I haven’t actually eaten a lot of Thai food here in PDX because F often eats Thai already from the food carts during his workday, so having Thai for dinner or on the weekends isn’t the first thing we think of, and I should correct that. So far, of the Thai I’ve had, my experiences at Pok Pok, my visit to the food cart Nong’s Khao Man Gai for the Khao Man Gai specialty (and only) dish she offers, and E-San Thai where I loved their Nam Khao are standouts (and as I’ve written about before- click the links to read those entries). But I have quite the Thai To Do List- the wishlist includes PaaDee, Red Onion, Chiang Mai, Mee-Sen, Cha Ba Thai, and Manao, the latter of which is just down the street from P.U.B. Let’s see if I can work this list this summer.

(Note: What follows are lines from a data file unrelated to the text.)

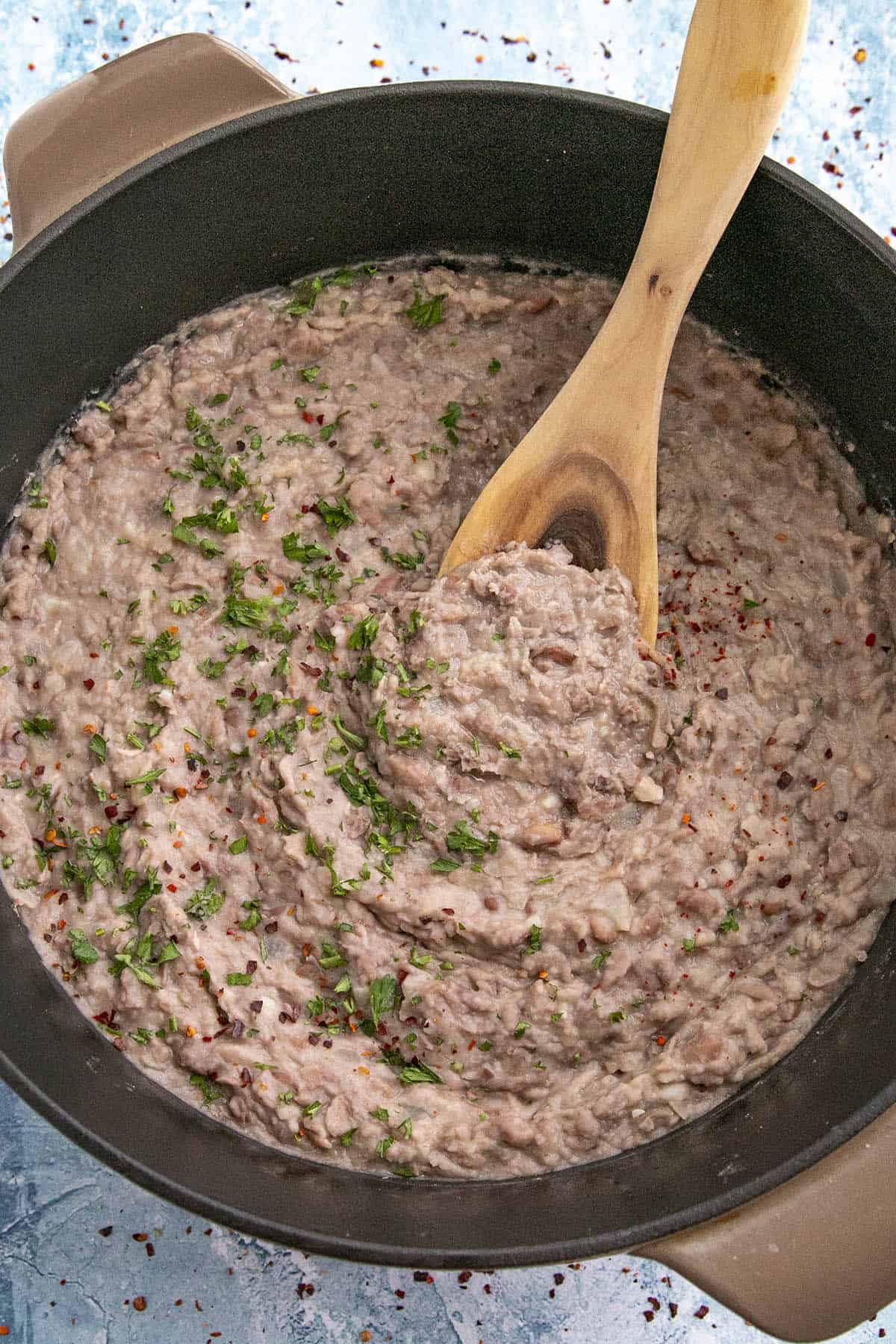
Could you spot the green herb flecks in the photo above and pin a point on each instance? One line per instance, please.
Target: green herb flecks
(426, 311)
(206, 902)
(81, 949)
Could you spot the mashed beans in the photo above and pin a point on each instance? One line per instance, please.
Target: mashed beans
(440, 877)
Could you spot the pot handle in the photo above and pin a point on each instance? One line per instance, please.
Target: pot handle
(812, 1258)
(78, 139)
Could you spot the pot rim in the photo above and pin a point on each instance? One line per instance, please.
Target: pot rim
(786, 178)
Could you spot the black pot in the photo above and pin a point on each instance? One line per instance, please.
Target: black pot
(437, 169)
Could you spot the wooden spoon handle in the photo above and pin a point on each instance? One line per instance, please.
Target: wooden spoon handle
(738, 65)
(590, 461)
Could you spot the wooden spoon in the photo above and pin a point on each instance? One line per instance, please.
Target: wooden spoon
(586, 473)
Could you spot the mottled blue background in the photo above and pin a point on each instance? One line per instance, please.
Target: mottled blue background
(60, 1278)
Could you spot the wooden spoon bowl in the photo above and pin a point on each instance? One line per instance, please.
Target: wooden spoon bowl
(586, 473)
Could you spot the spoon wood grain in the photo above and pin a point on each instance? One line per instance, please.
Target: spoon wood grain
(586, 472)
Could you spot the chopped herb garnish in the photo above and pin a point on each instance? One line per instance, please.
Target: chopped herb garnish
(40, 726)
(385, 998)
(418, 1074)
(532, 941)
(206, 902)
(294, 550)
(335, 517)
(99, 746)
(81, 949)
(426, 312)
(253, 918)
(149, 887)
(208, 1088)
(461, 839)
(158, 656)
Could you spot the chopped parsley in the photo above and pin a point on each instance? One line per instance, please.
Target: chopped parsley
(335, 517)
(81, 949)
(426, 311)
(386, 996)
(159, 656)
(363, 633)
(462, 840)
(99, 746)
(304, 553)
(149, 887)
(253, 918)
(532, 941)
(40, 726)
(208, 1088)
(206, 902)
(418, 1074)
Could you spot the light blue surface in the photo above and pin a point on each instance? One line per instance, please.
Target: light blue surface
(60, 1278)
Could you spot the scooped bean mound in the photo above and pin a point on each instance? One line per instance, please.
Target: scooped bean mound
(440, 877)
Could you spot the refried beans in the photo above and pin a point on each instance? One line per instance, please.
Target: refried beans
(440, 877)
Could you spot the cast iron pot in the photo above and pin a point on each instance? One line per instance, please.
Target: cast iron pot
(161, 228)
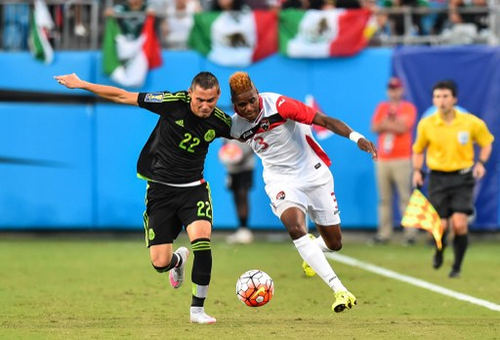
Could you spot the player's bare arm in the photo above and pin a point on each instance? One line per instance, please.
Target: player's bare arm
(479, 169)
(114, 94)
(340, 128)
(418, 163)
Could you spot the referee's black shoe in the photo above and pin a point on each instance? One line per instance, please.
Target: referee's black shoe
(437, 261)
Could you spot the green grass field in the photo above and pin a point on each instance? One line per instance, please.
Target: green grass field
(105, 288)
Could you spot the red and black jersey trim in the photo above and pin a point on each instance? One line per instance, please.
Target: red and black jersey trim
(265, 124)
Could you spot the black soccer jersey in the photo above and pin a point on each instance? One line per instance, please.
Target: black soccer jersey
(176, 149)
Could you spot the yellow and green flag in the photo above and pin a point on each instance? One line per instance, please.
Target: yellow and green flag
(421, 214)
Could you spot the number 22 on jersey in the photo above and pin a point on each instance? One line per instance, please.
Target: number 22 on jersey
(189, 142)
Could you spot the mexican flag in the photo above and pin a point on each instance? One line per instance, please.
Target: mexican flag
(128, 61)
(40, 25)
(322, 34)
(235, 38)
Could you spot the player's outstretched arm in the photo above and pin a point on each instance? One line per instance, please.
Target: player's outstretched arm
(339, 127)
(112, 93)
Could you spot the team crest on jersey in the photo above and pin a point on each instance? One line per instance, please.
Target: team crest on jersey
(264, 124)
(209, 135)
(281, 195)
(153, 97)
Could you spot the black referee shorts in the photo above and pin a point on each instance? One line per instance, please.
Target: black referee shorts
(169, 208)
(240, 180)
(451, 192)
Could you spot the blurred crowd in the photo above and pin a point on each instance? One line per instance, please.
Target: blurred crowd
(453, 21)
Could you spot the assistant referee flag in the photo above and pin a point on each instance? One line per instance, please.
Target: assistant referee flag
(421, 214)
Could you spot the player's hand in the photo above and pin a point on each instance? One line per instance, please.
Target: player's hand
(365, 145)
(71, 81)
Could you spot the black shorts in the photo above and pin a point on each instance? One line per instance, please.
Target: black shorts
(169, 208)
(451, 192)
(240, 180)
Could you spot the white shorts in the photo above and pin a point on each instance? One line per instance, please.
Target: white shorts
(317, 200)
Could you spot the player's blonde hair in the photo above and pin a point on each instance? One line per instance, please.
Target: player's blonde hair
(240, 82)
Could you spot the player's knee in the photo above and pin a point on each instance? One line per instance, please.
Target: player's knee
(334, 245)
(296, 231)
(160, 263)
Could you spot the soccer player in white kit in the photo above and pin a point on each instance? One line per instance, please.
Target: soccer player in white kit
(296, 175)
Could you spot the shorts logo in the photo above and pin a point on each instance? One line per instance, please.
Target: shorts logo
(209, 135)
(463, 137)
(151, 234)
(264, 124)
(153, 98)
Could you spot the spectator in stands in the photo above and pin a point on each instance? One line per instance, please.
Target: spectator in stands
(133, 17)
(455, 29)
(398, 21)
(393, 121)
(178, 22)
(448, 137)
(238, 158)
(15, 26)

Manao Thai was started by Ekkachai “Chef Chew” Sakkayasukkalawon, an alum from Andy Ricker’s empire including Pok Pok and Ping about a year and a half ago. Manao means lime by the way in Thai. Chef Chew has some staple Thai offerings, but also quite a few more unique Thai dishes that you won’t find as commonly on most Thai menus. Inside, you can tell this is a small family owned business who has kept the décor very minimal and functional.
We started with Manao’s Tao Huu Tod appetizer, a dish of fried tofu caramelized with sweet and sour sauce. A special on the board also listed Sai Ua, which is a Northern Thai sausage dish.
For mains, the vegetarian got the very passable Mussamun Curry with potato, carrot, onion and peanuts (here shown with tofu), I enjoyed both my dishes of the decent Kao Pad Kun Chiang, a dish of fried rice with egg, Chinese sausage, onion, tomato and Chinese broccoli, and then a more unique offering of Thai Chicken Wings, deep‐fried marinated chicken wings caramelized with sweet fish sauce. Are they as good as the Ike Vietnamese Chicken Wings at Pok Pok? Well, they are not as spicy, but still enjoyable and without the wait you would have otherwise had. This seems like a more casual, homey version that is more Thai than Vietnamese, and as noted is more sweet than spicy and good crispyness.
I was also excited to see a Thai dessert you don’t always see on menus here: Sweet Roti, an Indian‐style flat bread top with sweetened condensed milk and chocolate syrup. This is a very sweet dessert. But, I thought this was much better than what our usual stop would have been after P.U.B.- Dairy Queen!
I will probably be back again when we make another run to P.U.B., as there are other special Thai dishes that caught my eye, such as Kaa Muu Tod, a stewed pork leg dish stew with mustard greens; Kaeng hung lay, a funky Northern Thai pork shoulder curry; the labor intensive spicy Som Tum or papaya salad (get it with sticky rice) of which the mashing of the chilis gave Pok Pok its name; and Pad Wuun Sen Kai Kem dish with stir-fried salted duck egg with glass noodles and ground pork. There is a lot right in front of the restaurant for convenient parking. If you visit, please, take the opportunity to try out some dishes that are not the standard fare you will normally see. Make sure to check out the specials board too for more authentic flavors.